Nichols explains “The Fatalist Blues:” “A song rejecting the ‘bootstrap’ myth: capitalist greed is an omnipotent force which can not be willed away by an individual. Certain things, systems and institutions cannot be reformed – only destroyed. This was inspired by the line from an old spiritual which I believe holds this same sentiment… ‘If I had my way, I would tear this whole building down.’”
Following an extensive American tour, Buffalo Nichols will embark on one of Europe and the UK in 2024, including a headline show at London’s The Lexington on 30th January. A full itinerary is listed below, and tickets are on sale now.
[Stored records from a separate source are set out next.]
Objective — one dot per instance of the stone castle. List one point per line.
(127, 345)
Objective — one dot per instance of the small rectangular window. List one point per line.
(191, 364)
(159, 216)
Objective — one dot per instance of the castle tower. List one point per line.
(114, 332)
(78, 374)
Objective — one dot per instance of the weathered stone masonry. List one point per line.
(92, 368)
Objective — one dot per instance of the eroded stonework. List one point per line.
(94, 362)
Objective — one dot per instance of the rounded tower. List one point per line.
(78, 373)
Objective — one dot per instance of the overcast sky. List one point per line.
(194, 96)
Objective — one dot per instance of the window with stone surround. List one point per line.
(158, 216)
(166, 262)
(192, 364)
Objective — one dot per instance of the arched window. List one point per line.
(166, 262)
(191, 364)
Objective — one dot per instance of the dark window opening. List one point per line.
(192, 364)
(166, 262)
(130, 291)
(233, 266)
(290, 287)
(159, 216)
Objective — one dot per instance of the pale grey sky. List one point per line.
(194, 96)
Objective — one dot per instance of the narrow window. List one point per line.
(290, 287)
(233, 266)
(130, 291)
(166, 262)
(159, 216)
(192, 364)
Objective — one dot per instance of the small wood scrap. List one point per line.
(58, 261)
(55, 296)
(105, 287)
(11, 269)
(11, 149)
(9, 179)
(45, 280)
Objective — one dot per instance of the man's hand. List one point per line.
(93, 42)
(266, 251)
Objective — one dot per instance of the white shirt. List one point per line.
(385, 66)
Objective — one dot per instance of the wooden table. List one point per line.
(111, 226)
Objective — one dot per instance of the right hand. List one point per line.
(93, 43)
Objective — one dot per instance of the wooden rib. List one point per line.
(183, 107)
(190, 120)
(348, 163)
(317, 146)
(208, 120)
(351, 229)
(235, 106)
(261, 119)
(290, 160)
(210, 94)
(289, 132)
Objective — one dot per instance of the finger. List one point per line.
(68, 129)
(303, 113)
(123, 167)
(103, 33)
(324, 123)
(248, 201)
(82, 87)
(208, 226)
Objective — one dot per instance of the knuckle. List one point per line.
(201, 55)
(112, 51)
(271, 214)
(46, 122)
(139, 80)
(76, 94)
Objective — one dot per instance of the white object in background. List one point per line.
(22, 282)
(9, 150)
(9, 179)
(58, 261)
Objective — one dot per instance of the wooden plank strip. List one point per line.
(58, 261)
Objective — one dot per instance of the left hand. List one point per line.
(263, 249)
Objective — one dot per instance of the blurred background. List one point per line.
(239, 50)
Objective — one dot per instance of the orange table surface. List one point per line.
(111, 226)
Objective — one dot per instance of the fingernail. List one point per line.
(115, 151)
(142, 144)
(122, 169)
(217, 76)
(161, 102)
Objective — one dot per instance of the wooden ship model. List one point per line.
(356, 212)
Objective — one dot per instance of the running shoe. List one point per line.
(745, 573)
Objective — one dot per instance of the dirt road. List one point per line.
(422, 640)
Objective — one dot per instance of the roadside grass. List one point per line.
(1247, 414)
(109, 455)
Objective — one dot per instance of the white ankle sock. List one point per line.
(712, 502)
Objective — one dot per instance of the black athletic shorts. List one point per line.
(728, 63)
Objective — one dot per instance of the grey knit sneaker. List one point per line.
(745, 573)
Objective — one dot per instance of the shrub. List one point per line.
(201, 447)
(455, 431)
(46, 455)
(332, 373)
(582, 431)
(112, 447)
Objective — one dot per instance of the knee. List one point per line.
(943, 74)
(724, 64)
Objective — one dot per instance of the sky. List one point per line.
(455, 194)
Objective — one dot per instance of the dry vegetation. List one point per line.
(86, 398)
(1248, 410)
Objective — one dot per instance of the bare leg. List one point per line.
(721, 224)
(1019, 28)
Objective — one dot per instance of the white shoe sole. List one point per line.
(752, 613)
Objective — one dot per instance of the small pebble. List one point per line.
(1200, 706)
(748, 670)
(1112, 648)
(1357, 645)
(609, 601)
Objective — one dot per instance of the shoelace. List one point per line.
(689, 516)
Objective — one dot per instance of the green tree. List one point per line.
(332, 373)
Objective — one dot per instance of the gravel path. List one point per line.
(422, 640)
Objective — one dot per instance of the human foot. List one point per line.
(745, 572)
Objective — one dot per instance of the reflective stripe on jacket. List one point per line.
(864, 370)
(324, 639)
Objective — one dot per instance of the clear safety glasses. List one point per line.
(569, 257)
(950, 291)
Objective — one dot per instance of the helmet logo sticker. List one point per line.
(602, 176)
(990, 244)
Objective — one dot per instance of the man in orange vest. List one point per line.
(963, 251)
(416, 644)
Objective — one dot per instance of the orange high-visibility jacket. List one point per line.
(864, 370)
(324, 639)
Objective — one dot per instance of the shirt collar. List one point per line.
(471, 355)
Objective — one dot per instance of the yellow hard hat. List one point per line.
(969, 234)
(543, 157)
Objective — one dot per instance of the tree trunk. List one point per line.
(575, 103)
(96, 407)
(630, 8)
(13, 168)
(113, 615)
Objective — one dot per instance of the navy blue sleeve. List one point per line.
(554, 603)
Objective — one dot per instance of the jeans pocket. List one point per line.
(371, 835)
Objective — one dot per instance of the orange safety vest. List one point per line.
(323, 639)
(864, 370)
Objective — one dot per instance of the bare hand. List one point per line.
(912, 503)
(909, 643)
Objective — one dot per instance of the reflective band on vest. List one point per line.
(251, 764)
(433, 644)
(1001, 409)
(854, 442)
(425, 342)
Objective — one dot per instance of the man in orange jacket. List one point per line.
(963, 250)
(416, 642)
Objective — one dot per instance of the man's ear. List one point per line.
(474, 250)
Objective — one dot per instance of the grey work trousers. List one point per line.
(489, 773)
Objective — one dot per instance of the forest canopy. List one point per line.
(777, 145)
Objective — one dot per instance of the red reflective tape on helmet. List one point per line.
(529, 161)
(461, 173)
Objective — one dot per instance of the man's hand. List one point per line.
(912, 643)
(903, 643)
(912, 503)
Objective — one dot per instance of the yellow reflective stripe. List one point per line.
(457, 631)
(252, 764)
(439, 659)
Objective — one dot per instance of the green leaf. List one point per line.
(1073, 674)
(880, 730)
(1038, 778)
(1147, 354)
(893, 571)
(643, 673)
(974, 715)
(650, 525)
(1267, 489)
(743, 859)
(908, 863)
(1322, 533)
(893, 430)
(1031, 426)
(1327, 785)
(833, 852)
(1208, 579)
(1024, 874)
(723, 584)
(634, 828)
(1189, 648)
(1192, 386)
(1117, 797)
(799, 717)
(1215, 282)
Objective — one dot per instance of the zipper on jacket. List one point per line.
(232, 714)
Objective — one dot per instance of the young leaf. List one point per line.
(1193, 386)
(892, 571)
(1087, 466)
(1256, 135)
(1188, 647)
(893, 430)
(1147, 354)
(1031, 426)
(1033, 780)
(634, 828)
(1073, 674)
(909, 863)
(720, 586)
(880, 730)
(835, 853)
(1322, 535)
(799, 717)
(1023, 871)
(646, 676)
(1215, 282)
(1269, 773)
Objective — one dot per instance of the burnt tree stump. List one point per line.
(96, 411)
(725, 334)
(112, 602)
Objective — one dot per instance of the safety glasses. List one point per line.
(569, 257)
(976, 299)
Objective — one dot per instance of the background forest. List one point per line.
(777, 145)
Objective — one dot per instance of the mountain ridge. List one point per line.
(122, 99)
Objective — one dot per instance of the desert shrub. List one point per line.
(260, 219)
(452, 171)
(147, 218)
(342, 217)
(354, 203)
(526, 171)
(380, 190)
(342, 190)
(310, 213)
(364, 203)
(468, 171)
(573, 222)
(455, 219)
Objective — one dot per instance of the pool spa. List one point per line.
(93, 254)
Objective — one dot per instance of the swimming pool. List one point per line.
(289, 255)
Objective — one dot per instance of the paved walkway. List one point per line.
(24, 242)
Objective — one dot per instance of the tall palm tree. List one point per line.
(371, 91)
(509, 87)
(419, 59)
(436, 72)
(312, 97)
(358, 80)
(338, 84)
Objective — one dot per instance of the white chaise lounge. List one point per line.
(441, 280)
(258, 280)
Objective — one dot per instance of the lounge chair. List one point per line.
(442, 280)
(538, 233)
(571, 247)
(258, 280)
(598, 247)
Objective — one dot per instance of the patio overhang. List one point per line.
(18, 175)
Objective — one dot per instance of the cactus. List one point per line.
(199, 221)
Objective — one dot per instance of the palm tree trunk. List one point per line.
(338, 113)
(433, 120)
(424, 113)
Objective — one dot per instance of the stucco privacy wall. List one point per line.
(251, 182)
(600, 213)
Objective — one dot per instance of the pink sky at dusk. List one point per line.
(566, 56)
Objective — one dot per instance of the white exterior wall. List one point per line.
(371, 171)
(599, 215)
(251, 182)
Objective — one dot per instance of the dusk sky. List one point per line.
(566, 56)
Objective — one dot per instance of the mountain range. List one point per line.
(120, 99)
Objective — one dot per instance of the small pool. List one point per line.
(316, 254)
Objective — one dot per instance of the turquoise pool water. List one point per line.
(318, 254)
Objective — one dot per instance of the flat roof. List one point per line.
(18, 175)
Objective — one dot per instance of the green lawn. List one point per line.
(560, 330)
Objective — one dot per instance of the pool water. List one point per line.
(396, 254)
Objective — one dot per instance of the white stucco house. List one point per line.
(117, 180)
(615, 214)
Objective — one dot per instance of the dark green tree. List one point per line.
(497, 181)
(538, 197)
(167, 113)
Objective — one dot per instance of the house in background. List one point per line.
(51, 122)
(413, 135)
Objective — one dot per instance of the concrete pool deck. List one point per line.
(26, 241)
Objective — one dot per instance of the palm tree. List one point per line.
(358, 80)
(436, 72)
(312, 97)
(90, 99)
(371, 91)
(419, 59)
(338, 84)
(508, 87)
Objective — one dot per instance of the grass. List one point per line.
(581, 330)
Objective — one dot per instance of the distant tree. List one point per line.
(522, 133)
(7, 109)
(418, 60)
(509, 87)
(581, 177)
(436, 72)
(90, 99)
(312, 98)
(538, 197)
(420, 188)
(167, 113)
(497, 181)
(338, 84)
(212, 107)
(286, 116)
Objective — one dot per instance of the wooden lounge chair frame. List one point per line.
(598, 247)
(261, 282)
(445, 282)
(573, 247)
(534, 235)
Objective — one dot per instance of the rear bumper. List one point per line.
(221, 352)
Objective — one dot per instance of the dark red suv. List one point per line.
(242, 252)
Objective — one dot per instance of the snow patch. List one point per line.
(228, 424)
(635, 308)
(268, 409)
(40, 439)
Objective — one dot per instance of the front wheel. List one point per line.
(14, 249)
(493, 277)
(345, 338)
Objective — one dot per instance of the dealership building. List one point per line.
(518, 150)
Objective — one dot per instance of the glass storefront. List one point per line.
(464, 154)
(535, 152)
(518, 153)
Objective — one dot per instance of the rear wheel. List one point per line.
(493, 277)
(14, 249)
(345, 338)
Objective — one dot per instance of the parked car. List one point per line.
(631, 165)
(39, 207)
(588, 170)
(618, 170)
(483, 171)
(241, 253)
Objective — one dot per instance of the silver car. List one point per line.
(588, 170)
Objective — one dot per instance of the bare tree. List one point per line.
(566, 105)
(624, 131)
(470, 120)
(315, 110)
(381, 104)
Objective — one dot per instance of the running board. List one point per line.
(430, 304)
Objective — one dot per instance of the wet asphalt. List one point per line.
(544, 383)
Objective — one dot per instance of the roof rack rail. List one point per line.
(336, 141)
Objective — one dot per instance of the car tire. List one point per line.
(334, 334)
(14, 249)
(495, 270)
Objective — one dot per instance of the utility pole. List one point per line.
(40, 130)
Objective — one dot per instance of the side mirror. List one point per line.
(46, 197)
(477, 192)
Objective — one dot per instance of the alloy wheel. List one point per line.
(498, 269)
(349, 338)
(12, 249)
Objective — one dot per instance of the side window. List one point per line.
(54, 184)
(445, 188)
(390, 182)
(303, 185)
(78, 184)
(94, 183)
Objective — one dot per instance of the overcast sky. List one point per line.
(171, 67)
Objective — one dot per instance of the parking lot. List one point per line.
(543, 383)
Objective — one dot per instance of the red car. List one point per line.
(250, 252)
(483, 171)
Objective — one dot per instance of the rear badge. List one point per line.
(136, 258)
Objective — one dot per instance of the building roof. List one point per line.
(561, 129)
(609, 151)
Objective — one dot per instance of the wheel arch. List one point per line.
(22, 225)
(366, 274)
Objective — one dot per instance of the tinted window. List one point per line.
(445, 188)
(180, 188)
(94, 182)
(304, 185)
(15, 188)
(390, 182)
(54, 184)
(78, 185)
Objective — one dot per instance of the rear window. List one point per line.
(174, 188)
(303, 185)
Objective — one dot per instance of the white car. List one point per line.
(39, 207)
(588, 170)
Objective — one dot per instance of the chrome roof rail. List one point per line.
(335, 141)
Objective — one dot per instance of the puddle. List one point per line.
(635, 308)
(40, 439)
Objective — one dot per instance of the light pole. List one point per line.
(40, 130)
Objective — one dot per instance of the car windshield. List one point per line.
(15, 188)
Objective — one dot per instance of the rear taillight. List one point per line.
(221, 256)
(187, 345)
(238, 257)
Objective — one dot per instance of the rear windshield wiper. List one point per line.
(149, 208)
Thursday 25 January – The Prince Albert – Brighton, UK
Friday 26 January – The Cluny 2 – Newcastle, UK
Saturday 27 January – Celtic Connections – Glasgow, UK
Sunday 28 January – Sneaky Pete’s – Edinburgh, UK
Tuesday 30 January – The Lexington – London, UK
Wednesday 31 January – GC De Wildeman – Herent, BE
Thursday 01 February – Tivoli/ Vredenburg – Utrecht, NL
Friday 02 February – Der Aa-Theater – Groningen, NL
Saturday 03 February – Metropool – Hengelo, NL
Sunday 04 February – De Doelen – Rotterdam, NL
Monday 05 February – Americana Mondays – Eindhoven, NL
The follow-up to his 2021 self-titled critically acclaimed debut LP for Fat Possum, ‘The Fatalist’ sounds unlike any blues record you’re likely to hear in 2023. Nichols digs deep in search of answers to ever-more-complicated questions around responsibility and self-definition, and his plainspoken lyrics are both cutting and refreshing in their sincerity and refusal to accept pat solutions.
On ‘The Fatalist’, Nichols does things with the blues that might catch you off guard. There’s 808 programming, chopped-up samples, washes of synth. There’s a consideration of the fullness of the sonic stage and the atmospherics of blues music that can only come with a long engagement with electronic music. But this is no gimmicky hybrid or attempt to turn the blues into 21st-century music by simply dressing it with skittering hi-hats. Nichols’ vision for the blues is of a form of music that’s intimately tied to everyday life in 2023, something that’s reflected not only in the choice of instrumentation but in the complexities of the songwriting and the grey areas his lyrics explore. This is music that comes straight from the present and, as such, it’s a reminder that the same shit that drove the first blues singers to pick up a guitar is still present behind the throbs of deep bass hits today.